Renata Tomaz - A meu ver é, antes de tudo, um fenômeno midiático que revela como as crianças se valem da comunicação mediada por computador para serem e estarem no mundo. Os impactos dos usos que elas fazem dessas tecnologias são múltiplos e dependem muito do contexto dessa criança. Para algumas, o YouTube é a nova TV aberta, considerando que a programação infantil está quase completamente restrita aos canais pagos. Para outras, trata-se de uma plataforma de produção de vídeos que poderão conferir certa fama a seu nome. Em linhas gerais, eu diria que um dos grandes impactos do fenômeno midiático dos youtubers mirins é a percepção da própria criança de que ela poderá ocupar um lugar social que antes lhe custava muito tempo. "Ser alguém na vida", ou seja, ser reconhecido pelo que faz, exigia muitos anos na escola e muito investimento de toda ordem dos responsáveis. Em minha pesquisa, ouvi meninos e meninas dizerem algo como: "eu não preciso crescer para ser o que eu quero, eu posso ser hoje". Essa possibilidade, ainda que muito restrita a uma parcela de crianças, circula no imaginário da infância e faz com que esse período da vida ganhe novos contornos na nossa sociedade. Além de um tempo de crescer para ser alguém, a infância também é um tempo de ser alguém antes de crescer. As crianças passam a considerar que não precisam ser adultas para realizar uma série de coisas e para serem reconhecidas por isso. Essa percepção pode fazer com que as crianças não queiram (ou nem mesmo aceitem) esperar tanto por algo que queiram realizar. Não é que a infância tenha diminuído ou desaparecido. Pelo contrário. O fato é que ela comporta mais do que comportava.

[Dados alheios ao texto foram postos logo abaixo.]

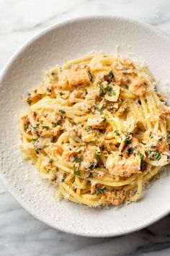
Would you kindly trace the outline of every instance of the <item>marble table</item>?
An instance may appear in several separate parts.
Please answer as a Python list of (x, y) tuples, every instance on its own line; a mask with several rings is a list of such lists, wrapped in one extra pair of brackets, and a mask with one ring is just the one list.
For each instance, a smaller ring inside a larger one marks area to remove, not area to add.
[[(148, 22), (170, 35), (169, 0), (0, 0), (0, 69), (26, 40), (59, 21), (99, 14)], [(116, 238), (79, 237), (38, 221), (0, 182), (0, 255), (170, 255), (170, 216)]]

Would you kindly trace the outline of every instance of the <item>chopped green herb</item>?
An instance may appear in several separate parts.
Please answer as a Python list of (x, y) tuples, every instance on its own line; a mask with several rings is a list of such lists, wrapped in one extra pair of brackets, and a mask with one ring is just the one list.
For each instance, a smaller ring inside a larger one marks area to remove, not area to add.
[(132, 132), (127, 132), (125, 133), (125, 138), (126, 138), (127, 140), (129, 140), (130, 135), (132, 135)]
[(49, 87), (48, 87), (46, 90), (47, 90), (47, 91), (48, 91), (48, 94), (47, 94), (47, 95), (51, 95), (51, 90), (50, 90), (50, 88), (49, 88)]
[(42, 129), (45, 129), (47, 131), (50, 129), (49, 127), (47, 127), (47, 126), (45, 126), (45, 125), (42, 126)]
[(35, 148), (35, 152), (36, 152), (36, 153), (37, 154), (39, 154), (39, 151), (40, 151), (42, 150), (42, 148), (40, 148), (40, 147), (38, 147), (38, 148)]
[(127, 146), (128, 144), (130, 144), (130, 135), (132, 135), (131, 132), (127, 132), (125, 133), (125, 145)]
[[(155, 152), (152, 150), (147, 150), (147, 154), (149, 160), (158, 160), (161, 158), (161, 155), (159, 152)], [(156, 158), (156, 159), (155, 159)]]
[(32, 101), (30, 100), (30, 98), (28, 98), (27, 99), (27, 103), (28, 103), (28, 105), (31, 105), (32, 102)]
[(73, 174), (76, 176), (81, 176), (81, 174), (77, 171), (77, 167), (76, 166), (75, 164), (73, 164)]
[(86, 127), (84, 129), (86, 132), (90, 132), (91, 130), (91, 127)]
[(161, 155), (160, 154), (160, 153), (156, 153), (156, 158), (159, 161), (161, 158)]
[(113, 74), (113, 71), (112, 71), (112, 69), (110, 70), (110, 72), (109, 72), (109, 78), (111, 78), (111, 79), (114, 77), (114, 74)]
[(114, 131), (114, 132), (117, 135), (120, 135), (120, 130), (118, 130), (118, 129), (115, 129), (115, 131)]
[(88, 72), (88, 74), (89, 74), (90, 81), (92, 82), (93, 81), (92, 74), (91, 74), (91, 72), (89, 71)]
[(114, 195), (116, 197), (117, 196), (117, 189), (114, 189)]
[(92, 178), (93, 177), (93, 174), (91, 172), (88, 176), (88, 178)]
[(133, 153), (135, 153), (135, 151), (136, 151), (136, 148), (130, 148), (128, 149), (128, 155), (131, 155)]
[(60, 114), (61, 114), (62, 115), (63, 115), (64, 114), (66, 114), (66, 111), (65, 111), (64, 110), (62, 110), (62, 109), (60, 109), (60, 110), (58, 111), (58, 112), (59, 112)]
[(99, 111), (100, 112), (100, 114), (102, 114), (103, 113), (103, 111), (104, 111), (104, 108), (102, 107), (102, 108), (98, 108), (98, 107), (96, 107), (96, 108), (95, 109), (97, 109), (97, 110), (98, 110), (98, 111)]
[(61, 120), (57, 121), (55, 123), (52, 123), (54, 126), (54, 127), (56, 127), (58, 125), (61, 124)]
[(104, 123), (107, 122), (107, 118), (106, 118), (106, 117), (103, 117), (103, 121), (104, 121)]
[(139, 152), (139, 151), (138, 150), (138, 155), (140, 156), (140, 158), (141, 158), (141, 160), (143, 160), (143, 158), (144, 158), (144, 155), (141, 153), (141, 152)]
[(107, 86), (105, 90), (108, 92), (109, 96), (115, 96), (116, 95), (116, 93), (112, 86)]
[(102, 194), (104, 193), (104, 192), (106, 191), (106, 187), (103, 187), (101, 189), (96, 189), (96, 190), (94, 192), (94, 195), (99, 195), (99, 194)]
[(27, 132), (27, 129), (28, 129), (28, 124), (24, 124), (24, 132)]
[(101, 155), (101, 151), (96, 150), (95, 159), (99, 160), (99, 155)]

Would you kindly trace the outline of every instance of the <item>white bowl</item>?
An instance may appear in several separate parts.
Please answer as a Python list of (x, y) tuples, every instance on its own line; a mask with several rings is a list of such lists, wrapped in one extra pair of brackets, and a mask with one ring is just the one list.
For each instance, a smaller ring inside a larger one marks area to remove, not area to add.
[(170, 81), (170, 39), (153, 27), (112, 17), (83, 17), (48, 28), (26, 43), (1, 77), (1, 177), (18, 202), (37, 218), (60, 230), (89, 236), (111, 236), (144, 228), (169, 213), (170, 176), (155, 182), (142, 200), (115, 210), (89, 208), (58, 201), (53, 187), (35, 166), (22, 160), (19, 116), (26, 108), (21, 96), (42, 79), (44, 70), (92, 51), (144, 61), (156, 80)]

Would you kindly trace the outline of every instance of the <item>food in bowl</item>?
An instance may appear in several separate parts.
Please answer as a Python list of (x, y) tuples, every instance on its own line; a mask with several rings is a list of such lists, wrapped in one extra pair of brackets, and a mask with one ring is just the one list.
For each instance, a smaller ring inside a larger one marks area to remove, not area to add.
[(93, 54), (55, 67), (25, 101), (22, 150), (59, 198), (136, 201), (169, 162), (167, 100), (129, 59)]

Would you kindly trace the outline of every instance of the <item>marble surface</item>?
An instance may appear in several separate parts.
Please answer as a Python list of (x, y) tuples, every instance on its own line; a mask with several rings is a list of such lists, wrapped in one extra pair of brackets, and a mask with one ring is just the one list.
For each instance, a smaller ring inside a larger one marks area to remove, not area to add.
[[(99, 14), (148, 22), (170, 35), (169, 0), (0, 0), (0, 69), (35, 34), (61, 20)], [(79, 237), (35, 219), (0, 182), (0, 255), (168, 256), (170, 216), (116, 238)]]

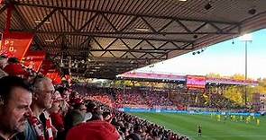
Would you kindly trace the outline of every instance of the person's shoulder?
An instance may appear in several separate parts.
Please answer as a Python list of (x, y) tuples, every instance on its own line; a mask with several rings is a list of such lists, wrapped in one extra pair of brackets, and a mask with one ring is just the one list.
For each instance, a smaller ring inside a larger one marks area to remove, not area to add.
[(26, 127), (23, 131), (24, 140), (37, 140), (37, 134), (35, 130), (33, 129), (32, 126), (29, 123), (29, 121), (26, 122)]

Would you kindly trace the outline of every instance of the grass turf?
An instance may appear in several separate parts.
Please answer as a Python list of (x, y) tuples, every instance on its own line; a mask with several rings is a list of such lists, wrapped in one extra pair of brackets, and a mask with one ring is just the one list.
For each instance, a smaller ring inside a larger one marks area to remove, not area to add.
[[(171, 113), (132, 113), (152, 123), (164, 126), (192, 140), (266, 140), (266, 118), (260, 117), (260, 126), (255, 120), (246, 124), (229, 119), (217, 121), (206, 115), (181, 115)], [(197, 125), (202, 127), (202, 136), (197, 136)]]

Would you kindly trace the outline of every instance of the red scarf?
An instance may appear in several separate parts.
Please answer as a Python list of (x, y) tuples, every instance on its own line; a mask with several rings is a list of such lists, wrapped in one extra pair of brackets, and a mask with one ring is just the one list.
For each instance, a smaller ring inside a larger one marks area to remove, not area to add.
[[(43, 125), (41, 124), (41, 121), (35, 116), (32, 116), (29, 120), (31, 125), (33, 127), (37, 133), (38, 140), (53, 140), (52, 136), (52, 126), (50, 118), (47, 115), (47, 113), (44, 112), (44, 117), (46, 118), (45, 120), (45, 129), (43, 128)], [(45, 136), (44, 136), (45, 131)]]

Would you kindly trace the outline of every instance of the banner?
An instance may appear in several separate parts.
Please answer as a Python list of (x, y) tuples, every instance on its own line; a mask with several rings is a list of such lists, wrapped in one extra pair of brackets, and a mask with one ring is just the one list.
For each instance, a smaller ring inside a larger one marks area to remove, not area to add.
[(199, 88), (205, 89), (206, 77), (197, 75), (187, 75), (187, 87), (188, 88)]
[(56, 69), (50, 60), (43, 60), (42, 65), (41, 66), (40, 72), (43, 74), (47, 74), (47, 73), (55, 72)]
[(29, 49), (32, 39), (33, 35), (30, 33), (6, 31), (3, 34), (0, 55), (22, 60)]
[(38, 72), (45, 58), (45, 51), (29, 51), (25, 55), (23, 65)]

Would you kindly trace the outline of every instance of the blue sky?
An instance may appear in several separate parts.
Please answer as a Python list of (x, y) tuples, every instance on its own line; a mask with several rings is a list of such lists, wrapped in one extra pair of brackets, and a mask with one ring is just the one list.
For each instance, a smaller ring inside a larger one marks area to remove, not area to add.
[[(248, 43), (248, 77), (266, 77), (266, 29), (252, 33)], [(224, 76), (244, 74), (244, 42), (239, 38), (208, 48), (200, 54), (192, 52), (163, 61), (153, 67), (145, 66), (136, 71), (205, 75), (209, 73)]]

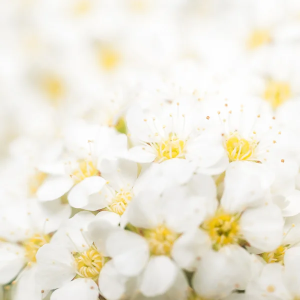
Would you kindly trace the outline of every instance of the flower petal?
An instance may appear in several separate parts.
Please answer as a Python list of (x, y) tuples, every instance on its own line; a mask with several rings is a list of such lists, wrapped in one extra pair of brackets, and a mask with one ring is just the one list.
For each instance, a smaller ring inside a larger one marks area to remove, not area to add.
[(88, 278), (78, 278), (56, 290), (51, 300), (98, 300), (99, 290), (96, 283)]
[(139, 274), (149, 258), (149, 248), (142, 236), (129, 232), (114, 232), (108, 238), (106, 248), (118, 272), (126, 276)]
[(162, 295), (174, 283), (178, 269), (168, 257), (152, 256), (142, 274), (140, 290), (147, 297)]
[[(89, 204), (90, 196), (99, 192), (106, 184), (106, 180), (100, 176), (84, 178), (71, 190), (68, 196), (70, 205), (76, 208), (82, 208)], [(94, 199), (93, 200), (94, 202)]]
[(36, 258), (36, 282), (43, 290), (60, 288), (76, 275), (74, 258), (66, 248), (45, 244), (38, 251)]
[(246, 240), (264, 252), (272, 251), (280, 245), (284, 224), (280, 209), (272, 204), (247, 210), (240, 221)]
[(36, 192), (40, 201), (50, 201), (61, 197), (73, 186), (74, 182), (69, 176), (50, 176)]

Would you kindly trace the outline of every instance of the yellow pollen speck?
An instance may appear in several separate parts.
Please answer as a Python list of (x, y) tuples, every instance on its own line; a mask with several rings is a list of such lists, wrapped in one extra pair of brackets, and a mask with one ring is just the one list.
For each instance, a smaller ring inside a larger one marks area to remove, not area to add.
[(104, 264), (104, 256), (92, 245), (88, 250), (74, 256), (77, 274), (80, 277), (96, 278)]
[(38, 170), (36, 170), (29, 178), (28, 180), (28, 189), (30, 196), (32, 196), (36, 194), (38, 190), (38, 188), (42, 186), (46, 178), (47, 174)]
[(114, 212), (120, 216), (122, 215), (128, 204), (131, 201), (132, 198), (132, 193), (131, 191), (123, 191), (118, 192), (112, 199), (112, 204), (109, 208)]
[(106, 46), (100, 48), (98, 61), (102, 68), (106, 71), (112, 70), (118, 66), (120, 60), (119, 54), (112, 47)]
[(266, 83), (263, 96), (274, 108), (276, 108), (291, 97), (290, 86), (288, 82), (270, 80)]
[(275, 290), (275, 286), (268, 286), (266, 287), (266, 290), (268, 292), (274, 292)]
[(91, 160), (78, 160), (78, 168), (73, 172), (70, 176), (76, 184), (92, 176), (98, 176), (100, 172)]
[(218, 250), (226, 245), (238, 242), (240, 216), (239, 214), (227, 214), (219, 210), (214, 216), (202, 224), (202, 228), (210, 236), (214, 249)]
[(108, 122), (108, 126), (114, 127), (118, 132), (121, 134), (127, 134), (126, 122), (124, 116), (120, 117), (116, 122), (114, 122), (112, 120), (110, 120)]
[(169, 138), (160, 143), (154, 143), (152, 146), (156, 151), (155, 162), (161, 162), (171, 158), (184, 158), (185, 142), (180, 140), (174, 134), (170, 134)]
[(38, 250), (46, 244), (50, 242), (48, 234), (36, 234), (30, 238), (23, 242), (25, 249), (25, 257), (28, 262), (35, 262), (36, 261), (36, 254)]
[(153, 255), (170, 256), (173, 244), (179, 236), (162, 225), (155, 229), (145, 230), (144, 234)]
[(265, 252), (260, 255), (268, 264), (278, 262), (281, 264), (284, 264), (284, 253), (288, 248), (288, 246), (289, 245), (282, 245), (274, 251)]
[(74, 8), (74, 14), (78, 16), (83, 16), (88, 12), (92, 8), (90, 2), (88, 0), (80, 0)]
[(42, 90), (52, 104), (57, 105), (65, 92), (62, 78), (57, 75), (49, 74), (44, 76), (40, 82)]
[(250, 49), (255, 49), (263, 44), (268, 44), (272, 41), (270, 32), (268, 30), (256, 30), (250, 34), (247, 42)]
[(242, 138), (236, 132), (230, 134), (224, 142), (230, 162), (248, 160), (254, 153), (256, 146), (254, 140)]

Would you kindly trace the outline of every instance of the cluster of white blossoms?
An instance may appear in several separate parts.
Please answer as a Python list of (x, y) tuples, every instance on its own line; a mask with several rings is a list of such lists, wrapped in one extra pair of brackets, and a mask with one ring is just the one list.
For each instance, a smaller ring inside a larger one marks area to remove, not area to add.
[(300, 300), (299, 0), (4, 0), (0, 300)]

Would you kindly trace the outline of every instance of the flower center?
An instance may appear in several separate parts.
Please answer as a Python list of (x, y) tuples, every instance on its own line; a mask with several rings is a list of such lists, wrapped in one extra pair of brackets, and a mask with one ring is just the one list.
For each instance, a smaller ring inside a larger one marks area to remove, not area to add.
[(130, 202), (132, 198), (132, 194), (130, 191), (124, 191), (117, 193), (110, 204), (110, 210), (121, 216), (125, 211), (127, 204)]
[(36, 254), (38, 250), (46, 244), (50, 242), (48, 234), (36, 234), (32, 238), (23, 242), (25, 248), (25, 257), (28, 262), (36, 262)]
[(75, 184), (78, 184), (88, 177), (100, 176), (99, 171), (91, 160), (80, 160), (78, 163), (78, 168), (70, 175)]
[(100, 47), (98, 61), (100, 66), (106, 71), (114, 69), (120, 60), (118, 53), (110, 46)]
[(108, 126), (110, 127), (114, 127), (118, 132), (120, 134), (127, 133), (127, 127), (126, 126), (126, 122), (124, 116), (121, 116), (116, 121), (116, 123), (113, 122), (113, 118), (112, 118), (108, 121)]
[(80, 277), (94, 279), (104, 264), (104, 256), (94, 245), (84, 252), (75, 254), (74, 258), (77, 274)]
[(254, 30), (248, 40), (248, 46), (250, 49), (255, 49), (272, 41), (270, 32), (266, 30)]
[(168, 139), (160, 144), (156, 143), (154, 148), (157, 152), (156, 162), (160, 162), (171, 158), (184, 158), (185, 142), (180, 140), (174, 134), (170, 134)]
[(280, 246), (277, 249), (272, 252), (265, 252), (260, 254), (260, 256), (268, 263), (278, 262), (281, 264), (284, 264), (284, 253), (288, 248), (289, 245)]
[(230, 135), (224, 144), (230, 162), (247, 160), (254, 154), (256, 146), (254, 140), (242, 138), (236, 132)]
[(143, 232), (152, 255), (170, 255), (173, 244), (179, 236), (163, 225), (145, 230)]
[(277, 108), (290, 98), (290, 86), (284, 82), (270, 80), (266, 84), (264, 98), (274, 108)]
[(62, 79), (54, 74), (44, 76), (42, 81), (42, 88), (54, 104), (58, 104), (58, 100), (64, 94), (64, 88)]
[(201, 227), (210, 236), (214, 249), (218, 250), (226, 245), (238, 242), (240, 216), (238, 214), (232, 214), (219, 210), (202, 223)]
[(47, 174), (36, 170), (28, 180), (28, 188), (30, 196), (36, 194), (36, 191), (47, 178)]
[(74, 14), (78, 16), (83, 16), (90, 10), (91, 6), (90, 2), (88, 0), (80, 0), (74, 6)]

Portal IMPRENSA - Você fala de novas experiências para os primeiros anos de vida a partir do uso das mídias digitai.  Quais seriam estas novas experiências? 
Renata Tomaz - Novamente, isso depende muito do contexto da criança. Mas uma delas está ligada aos processos de projeção e identificação. Quando a gente pergunta a uma criança o que ela quer ser quando crescer, de certo modo, está perguntando com que tipo subjetivo ela se identifica. A resposta pode ser jogador de futebol, professora, médico, cantora, modelo, motorista. Essas figuras estão vinculadas a alguém, comumente um adulto, por meio de quem as crianças se projetam, imaginando o que serão um dia. Com essa oferta sem precedente de representações de crianças ocupando lugares de relevância social, a própria figura infantil se torna um modelo do que ser. Além de buscarem figuras modelares, as crianças se tornam essas figuras para outras crianças, tornam-se exemplos de como ser e estar criança em diferentes realidades. Carregam uma responsabilidade que antes era cobrada das personalidades adultas que agradavam aos pequenos. Muitas crianças com quem conversei demonstravam a necessidade de serem responsáveis, em função de outras crianças.